2. In patients with COPD, initiating long-acting inhaled bronchodilators confers an approximate 1.5-fold elevated risk for a cardiovascular disease (CVD) event in the first 30 days. Risk increases independent of previous CVD or exacerbation history. Vigilance is warranted on initiating long-acting β2-agonists or long-acting antimuscarinic antagonists. See our essential synopsis of the article from JAMA Intern Med below.


Takeaway
  • Self-guided breathing retraining, now freely available online, can significantly improve QoL for patients with asthma.
  • An accompanying editorial affirms evidence of efficacy while reminding readers the therapy can only be an adjunct.
Key results
  • Asthma Quality of Life Questionnaire (AQLQ) scores after both breathing retraining interventions were higher than in the usual care group (DVD plus booklet [DVDB], 5.40; face to face, 5.33; usual care, 5.12).
  • Both interventions' adjusted mean AQLQ score differences vs usual care were significant (P<.05) in both intention-to-treat and per protocol populations.
  • DVDB vs face-to-face groups’ scores did not significantly differ.
  • Number needed to treat was 8 for DVDB vs usual care, 7 for face-to-face vs usual care.
Study design
  • Multicenter, randomized controlled, observer-blinded trial, 655 UK residents aged 16-70 years experiencing impaired asthma-related QoL (AQLQ score <5.5).
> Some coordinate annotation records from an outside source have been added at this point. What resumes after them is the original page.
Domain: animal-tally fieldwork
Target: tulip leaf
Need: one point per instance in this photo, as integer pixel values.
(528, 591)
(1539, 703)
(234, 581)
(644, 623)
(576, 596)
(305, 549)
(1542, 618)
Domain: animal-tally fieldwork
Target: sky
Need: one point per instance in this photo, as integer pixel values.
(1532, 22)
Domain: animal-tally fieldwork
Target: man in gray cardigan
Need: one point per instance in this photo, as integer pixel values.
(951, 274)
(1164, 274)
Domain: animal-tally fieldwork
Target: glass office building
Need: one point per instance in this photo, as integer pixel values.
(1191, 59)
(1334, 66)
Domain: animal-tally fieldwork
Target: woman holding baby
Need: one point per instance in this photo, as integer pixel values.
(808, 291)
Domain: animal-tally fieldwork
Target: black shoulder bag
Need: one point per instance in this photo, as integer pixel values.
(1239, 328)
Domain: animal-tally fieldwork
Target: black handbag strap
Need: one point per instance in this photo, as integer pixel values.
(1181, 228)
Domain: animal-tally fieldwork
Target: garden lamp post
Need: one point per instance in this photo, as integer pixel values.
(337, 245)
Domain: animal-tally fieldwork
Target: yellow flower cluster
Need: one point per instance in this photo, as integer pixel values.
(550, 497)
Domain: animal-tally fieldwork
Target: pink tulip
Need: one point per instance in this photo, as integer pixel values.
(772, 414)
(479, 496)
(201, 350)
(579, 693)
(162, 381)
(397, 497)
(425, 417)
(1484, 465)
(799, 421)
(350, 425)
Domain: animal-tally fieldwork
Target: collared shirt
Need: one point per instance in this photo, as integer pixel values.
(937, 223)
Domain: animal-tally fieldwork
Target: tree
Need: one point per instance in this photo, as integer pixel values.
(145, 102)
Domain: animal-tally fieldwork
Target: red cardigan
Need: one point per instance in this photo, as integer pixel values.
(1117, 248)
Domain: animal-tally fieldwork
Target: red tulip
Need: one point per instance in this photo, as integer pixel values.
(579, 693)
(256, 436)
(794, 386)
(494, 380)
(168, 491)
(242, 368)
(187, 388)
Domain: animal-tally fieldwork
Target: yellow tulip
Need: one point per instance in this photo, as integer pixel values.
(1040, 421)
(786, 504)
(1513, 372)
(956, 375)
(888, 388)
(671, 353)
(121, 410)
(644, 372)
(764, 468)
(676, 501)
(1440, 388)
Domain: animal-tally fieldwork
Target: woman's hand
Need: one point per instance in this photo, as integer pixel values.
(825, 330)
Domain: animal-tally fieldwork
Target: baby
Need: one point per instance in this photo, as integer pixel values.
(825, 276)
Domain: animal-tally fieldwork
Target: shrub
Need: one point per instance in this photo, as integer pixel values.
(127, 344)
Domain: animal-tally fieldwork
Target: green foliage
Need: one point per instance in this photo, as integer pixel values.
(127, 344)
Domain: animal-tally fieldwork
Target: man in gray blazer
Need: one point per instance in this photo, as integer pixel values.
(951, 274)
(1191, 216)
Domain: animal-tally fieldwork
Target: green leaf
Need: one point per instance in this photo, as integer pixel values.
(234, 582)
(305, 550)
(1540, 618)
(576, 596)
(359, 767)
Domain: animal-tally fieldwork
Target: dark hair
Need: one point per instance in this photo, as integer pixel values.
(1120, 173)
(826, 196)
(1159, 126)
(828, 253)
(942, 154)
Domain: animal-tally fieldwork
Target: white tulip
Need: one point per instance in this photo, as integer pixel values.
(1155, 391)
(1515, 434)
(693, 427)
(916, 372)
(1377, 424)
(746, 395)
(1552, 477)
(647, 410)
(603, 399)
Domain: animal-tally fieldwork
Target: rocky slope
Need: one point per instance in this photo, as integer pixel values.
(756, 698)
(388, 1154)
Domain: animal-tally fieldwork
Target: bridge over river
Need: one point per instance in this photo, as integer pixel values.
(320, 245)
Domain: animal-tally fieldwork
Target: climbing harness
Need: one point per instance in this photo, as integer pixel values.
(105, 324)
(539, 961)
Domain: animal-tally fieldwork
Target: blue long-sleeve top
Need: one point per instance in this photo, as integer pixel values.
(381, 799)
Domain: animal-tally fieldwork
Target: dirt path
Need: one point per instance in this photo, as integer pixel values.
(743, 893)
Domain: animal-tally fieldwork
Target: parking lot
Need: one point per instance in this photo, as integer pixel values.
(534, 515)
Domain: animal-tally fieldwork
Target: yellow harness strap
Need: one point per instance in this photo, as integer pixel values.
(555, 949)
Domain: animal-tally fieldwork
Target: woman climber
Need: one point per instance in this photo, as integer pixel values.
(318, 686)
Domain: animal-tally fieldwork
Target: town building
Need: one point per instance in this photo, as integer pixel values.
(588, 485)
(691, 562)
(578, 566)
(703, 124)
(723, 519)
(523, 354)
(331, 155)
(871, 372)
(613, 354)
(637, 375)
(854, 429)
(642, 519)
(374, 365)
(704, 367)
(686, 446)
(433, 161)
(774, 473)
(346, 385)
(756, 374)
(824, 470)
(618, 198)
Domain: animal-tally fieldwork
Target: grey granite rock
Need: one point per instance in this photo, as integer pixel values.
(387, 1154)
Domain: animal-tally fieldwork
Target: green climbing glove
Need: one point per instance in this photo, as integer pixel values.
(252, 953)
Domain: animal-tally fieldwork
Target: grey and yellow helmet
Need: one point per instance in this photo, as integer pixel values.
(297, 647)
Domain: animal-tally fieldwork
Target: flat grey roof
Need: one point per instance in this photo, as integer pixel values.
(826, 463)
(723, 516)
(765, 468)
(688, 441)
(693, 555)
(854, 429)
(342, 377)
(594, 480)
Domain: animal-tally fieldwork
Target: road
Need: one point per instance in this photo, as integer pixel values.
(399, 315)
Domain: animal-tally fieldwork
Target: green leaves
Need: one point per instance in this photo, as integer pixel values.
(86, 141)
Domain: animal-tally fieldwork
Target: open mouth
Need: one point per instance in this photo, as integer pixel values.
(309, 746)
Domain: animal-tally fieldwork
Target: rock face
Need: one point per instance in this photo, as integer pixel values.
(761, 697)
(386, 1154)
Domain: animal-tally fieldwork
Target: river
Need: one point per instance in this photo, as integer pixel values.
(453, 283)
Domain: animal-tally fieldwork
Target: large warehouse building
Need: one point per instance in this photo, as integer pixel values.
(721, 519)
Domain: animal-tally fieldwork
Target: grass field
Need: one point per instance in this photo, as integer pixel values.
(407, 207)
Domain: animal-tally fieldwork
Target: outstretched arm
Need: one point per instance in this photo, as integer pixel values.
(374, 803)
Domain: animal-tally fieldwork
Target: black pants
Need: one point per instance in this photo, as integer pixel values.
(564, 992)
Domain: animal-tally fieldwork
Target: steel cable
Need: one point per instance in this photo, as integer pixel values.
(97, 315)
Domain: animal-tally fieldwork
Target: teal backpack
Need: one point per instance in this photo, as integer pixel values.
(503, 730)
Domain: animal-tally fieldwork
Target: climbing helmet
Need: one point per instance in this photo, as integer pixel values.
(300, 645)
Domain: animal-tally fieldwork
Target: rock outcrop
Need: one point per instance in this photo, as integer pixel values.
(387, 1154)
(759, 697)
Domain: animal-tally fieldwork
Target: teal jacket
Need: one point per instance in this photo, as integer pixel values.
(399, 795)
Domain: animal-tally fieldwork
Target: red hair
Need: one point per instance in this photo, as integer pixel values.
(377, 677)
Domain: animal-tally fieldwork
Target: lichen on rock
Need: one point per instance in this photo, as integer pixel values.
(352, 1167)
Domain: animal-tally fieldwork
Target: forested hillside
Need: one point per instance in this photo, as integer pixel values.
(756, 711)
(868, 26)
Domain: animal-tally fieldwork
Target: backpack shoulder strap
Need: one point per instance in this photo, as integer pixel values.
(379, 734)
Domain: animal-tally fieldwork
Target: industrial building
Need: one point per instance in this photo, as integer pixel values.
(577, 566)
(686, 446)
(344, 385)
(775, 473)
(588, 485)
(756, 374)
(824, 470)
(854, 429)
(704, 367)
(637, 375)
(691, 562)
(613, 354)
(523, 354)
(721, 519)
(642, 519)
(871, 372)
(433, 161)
  • Researchers created breathing retraining module comprising a DVDB.
  • Participants were randomly assigned (2:1:2) to receive DVDB (n=261), 3 in-person breathing retraining sessions (n=132), or usual care (n=262) for 12 months.
  • Primary outcome: AQLQ score at 12 months.
  • Funding: National Institute of Health Research (UK).
Why this matters
  • Breathing retraining for asthma can be helpful, but expensive and difficult to access.


Takeaway
  • In patients with COPD, initiating long-acting inhaled bronchodilators confers an approximate 1.5-fold elevated risk for a cardiovascular disease (CVD) event in the first 30 days.
  • Risk increases independent of previous CVD or exacerbation history.
  • Vigilance is warranted on initiating long-acting β2-agonists (LABAs) or long-acting muscarinic antagonists (LAMAs).
Key results
  • 37,719 patients with CVD matched to 146,139 control patients.
  • First 30 days of LAMA/LABA use increased CVD event risk within 30 days of initiation: 
    • LABA: 1.50-fold increase (95% CI, 1.35-1.67; P<.001); and
    • LAMA: 1.52-fold increase (95% CI, 1.28-1.80; P<.001).
  • Risk largely normalized after ≥30 days of use of either drug.
Study design
  • Nested case-control study; 284,220 LABA-/LAMA-naive patients with COPD aged ≥40 years, in Taiwan National Health Insurance Research claims database, 2007-2011.
  • Each case of coronary artery disease, heart failure, ischemic stroke, arrhythmia requiring inpatient or emergency care assessed for prior LAMA/LABA use, stratified and matched with 4 control patients.
  • Mean follow-up, 2.0 years.
  • Funding: Ministry of Science and Technology (China).
Why this matters
  • Whether LABAs/LAMAs provoke CVD events in COPD is unclear.